The seven bombs dropped as follows:
- Bomb 1: This struck the wall of the quay just above the water line, resulting in damage to the brick work. A diver located the bomb in mud the following day. It was described as a shell type bomb weighing approx 112 lbs.
- Bomb 2: This struck the railings of the gantry above Smart’s Wharf and hit the wall of a warehouse, deflecting it into the earth of the wharf. The Bomb Disposal Party located the bomb just a few feet under the surface. It was found to be a large bomb of about 500 to 600 lbs. A hole was made in the warehouse wall and a Rescue Party had to shore up a lintel and floor carrying beam.

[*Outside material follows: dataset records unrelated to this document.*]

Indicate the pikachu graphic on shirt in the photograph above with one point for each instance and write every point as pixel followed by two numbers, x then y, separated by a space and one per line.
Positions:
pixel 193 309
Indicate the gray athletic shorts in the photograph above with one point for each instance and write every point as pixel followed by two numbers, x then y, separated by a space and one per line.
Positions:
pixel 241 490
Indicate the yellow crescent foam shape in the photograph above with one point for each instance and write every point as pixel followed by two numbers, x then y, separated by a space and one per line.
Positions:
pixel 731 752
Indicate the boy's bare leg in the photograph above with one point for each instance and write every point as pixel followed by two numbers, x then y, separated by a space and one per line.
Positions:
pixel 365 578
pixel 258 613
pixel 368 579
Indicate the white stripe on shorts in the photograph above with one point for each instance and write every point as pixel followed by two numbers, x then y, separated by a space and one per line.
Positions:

- Bomb 3: This went clean through the corrugated roof of a warehouse, through a side of a shed, penetrating concrete and burying itself in the earth.
- Bomb 4: This penetrated the gable end of a malt warehouse and buried itself in six to seven feet of malt on the first floor of the warehouse.
- Bomb 5: This went through the chancel roof of St Mary-at-the-Quay Church and penetrated the stone flagged floor of the chancel, burying itself fairly deeply in the earth.
- Bomb 6: This dropped into a small ornamental pond in front of a house next to the church, burying itself in 12 to 15 below the surface.
- Bomb 7: This dropped in Turret Lane at the side of a footpath and buried itself about 10 ft below the surface.
Above: Summary of raid, 8th July 1940
Above: German map of Ipswich (Stadtplan von Ipswich) showing location of raid on July 8th, 1940. The docks, No 11 on the map,
(Docks, Werften, Kais: Wetdock) have been identified as an area of importance.